Hildy shrugged. “Nobody knows. Max gave it to me. He said he got it from Hans.”
“Hans Diederich?”
Hildy nodded, and Cas only felt more confused. Hans owned Diederich Enterprises, one of Eisenstadt’s biggest mining companies. Goldstein Industries bought a lot of their materials from him, and he and Cas’s father had been friends for years.
“Hans has been running some new type of operation out at the lake,” she said. “I don’t know what’s involved, but somewhere along the way they dredged up some of this stuff.”
That was stranger still. Lake Sherrat was an enormous body of water around which the city of Eisenstadt was built. It was easily a mile wide, and deep. And this remarkable fuel had been lurking beneath the waters all this time?
Hildy’s ferocious grin escaped her control again. “You realise the possibilities, don’t you, Cas?”
He did indeed. With speed like that, he could win any autocarriage race—assuming Hildy could modify the vehicle to handle it without careening out of control. “The possibilities are interesting,” he allowed. “But doesn’t this belong to Hans?”
Hildy shrugged that problem away. “Max asked me to test it. They have no idea what it is or what it does.”
Cas began to grin too. “You aren’t going to tell them, are you?”
“Not a chance. But I’m thinking I will need a much bigger sample from Hans to make sure I’ve tested every possibility.”
“Like several gallons?” Cas guessed.
“At least five, maybe more. Hans thinks it’s just a waste product. He gave some to Max as a point of interest, and Max asked me to test it ‘just to make sure.’”
Cas nodded soberly. “It’s a shame that you haven’t discovered a use for it.”
Hildy chuckled. “Isn’t it? But I don’t think Max will be too disappointed. He has plenty of other exciting new ventures to deal with. This one is going to be mine.”
“If you’re finished,” Clara interrupted, “I think Cas needs to go home.”
“Oh, right,” Hildy said, backing off. “Of course. I’m sorry about the new bruises, Cas, but don’t worry about the autocarriage. I’ll get it fixed up.”
He hoped that ‘fixed up’ would include redesigning it to take the enhanced speed, but he didn’t push. Instead, he said, “Which part of the lake is Hans working on?”

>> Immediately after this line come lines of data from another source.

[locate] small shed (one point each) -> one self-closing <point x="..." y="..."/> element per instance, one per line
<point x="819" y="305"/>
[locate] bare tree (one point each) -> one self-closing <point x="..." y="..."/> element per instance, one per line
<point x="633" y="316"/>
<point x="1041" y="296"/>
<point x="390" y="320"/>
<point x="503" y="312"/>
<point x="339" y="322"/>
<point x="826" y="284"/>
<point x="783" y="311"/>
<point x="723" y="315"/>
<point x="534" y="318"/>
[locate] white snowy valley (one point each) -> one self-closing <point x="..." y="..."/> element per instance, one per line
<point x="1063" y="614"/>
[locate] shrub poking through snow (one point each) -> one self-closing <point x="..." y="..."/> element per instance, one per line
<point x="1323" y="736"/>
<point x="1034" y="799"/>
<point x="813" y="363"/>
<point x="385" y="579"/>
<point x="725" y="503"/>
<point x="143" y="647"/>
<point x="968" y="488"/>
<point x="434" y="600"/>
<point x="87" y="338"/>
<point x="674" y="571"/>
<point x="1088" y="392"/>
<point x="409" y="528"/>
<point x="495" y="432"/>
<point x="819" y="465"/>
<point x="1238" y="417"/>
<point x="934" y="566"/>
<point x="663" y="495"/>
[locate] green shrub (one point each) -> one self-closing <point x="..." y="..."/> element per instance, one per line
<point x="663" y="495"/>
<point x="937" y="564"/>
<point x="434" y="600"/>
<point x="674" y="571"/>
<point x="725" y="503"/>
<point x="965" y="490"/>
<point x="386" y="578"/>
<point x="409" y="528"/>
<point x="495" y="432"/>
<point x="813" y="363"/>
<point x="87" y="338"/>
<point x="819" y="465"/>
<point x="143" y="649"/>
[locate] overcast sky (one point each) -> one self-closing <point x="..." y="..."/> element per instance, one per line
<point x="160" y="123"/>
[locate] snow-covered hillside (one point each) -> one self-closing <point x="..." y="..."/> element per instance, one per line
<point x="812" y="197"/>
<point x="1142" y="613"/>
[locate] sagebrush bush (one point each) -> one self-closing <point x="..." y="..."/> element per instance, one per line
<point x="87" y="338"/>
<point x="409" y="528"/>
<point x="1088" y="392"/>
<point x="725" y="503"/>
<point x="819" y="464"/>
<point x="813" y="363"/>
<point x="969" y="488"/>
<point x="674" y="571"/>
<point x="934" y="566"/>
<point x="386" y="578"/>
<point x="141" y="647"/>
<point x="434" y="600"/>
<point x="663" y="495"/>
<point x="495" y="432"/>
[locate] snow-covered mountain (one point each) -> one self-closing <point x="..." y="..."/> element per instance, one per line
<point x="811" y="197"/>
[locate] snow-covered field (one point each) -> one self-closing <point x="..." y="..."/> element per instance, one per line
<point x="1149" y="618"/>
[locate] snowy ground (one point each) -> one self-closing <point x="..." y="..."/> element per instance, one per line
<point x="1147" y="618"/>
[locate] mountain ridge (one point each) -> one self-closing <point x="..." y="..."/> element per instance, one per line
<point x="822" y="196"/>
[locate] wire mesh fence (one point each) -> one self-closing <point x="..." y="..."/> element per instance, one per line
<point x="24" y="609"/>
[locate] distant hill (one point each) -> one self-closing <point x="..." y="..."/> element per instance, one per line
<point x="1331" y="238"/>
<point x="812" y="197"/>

“North side,” Hildy said with a small smile. “Near the train station. You can’t miss it.”
“Just asking,” he smiled.
“Come on, Cas,” Clara interrupted again. “Stop thinking about driving and start thinking about resting.”
“Ma’am.” He nodded to Hildy and allowed himself to be led away.
This time, Clara didn’t abandon him to make the journey alone. She escorted him all the way back to his house, cleaned up the wound on his head, fed him, and made sure he was comfortable. Being fussed over was pleasant, he decided, and Clara was good at it. She tucked him up in bed with some new painkillers to ease the aches and sat down in a chair near his bed.
He opened one eye to peer at her. “Staying?”
“For a little while. Just to make sure you sleep.”
“This is me sleeping,” he assured her. “You should go.”
Clara just shook her head. He was about to drift off when she spoke again. “You live a charmed life, Caspar Goldstein.” This was uttered with a sigh. “Can you promise me something?”
“Mmph?”
“Take better care of yourself, please? You aren’t eighteen anymore. No more collisions, no more injuries. Promise.”
“Anything for you, schatzi,” he muttered sleepily.
She snorted faintly. “Good enough. Now sleep.”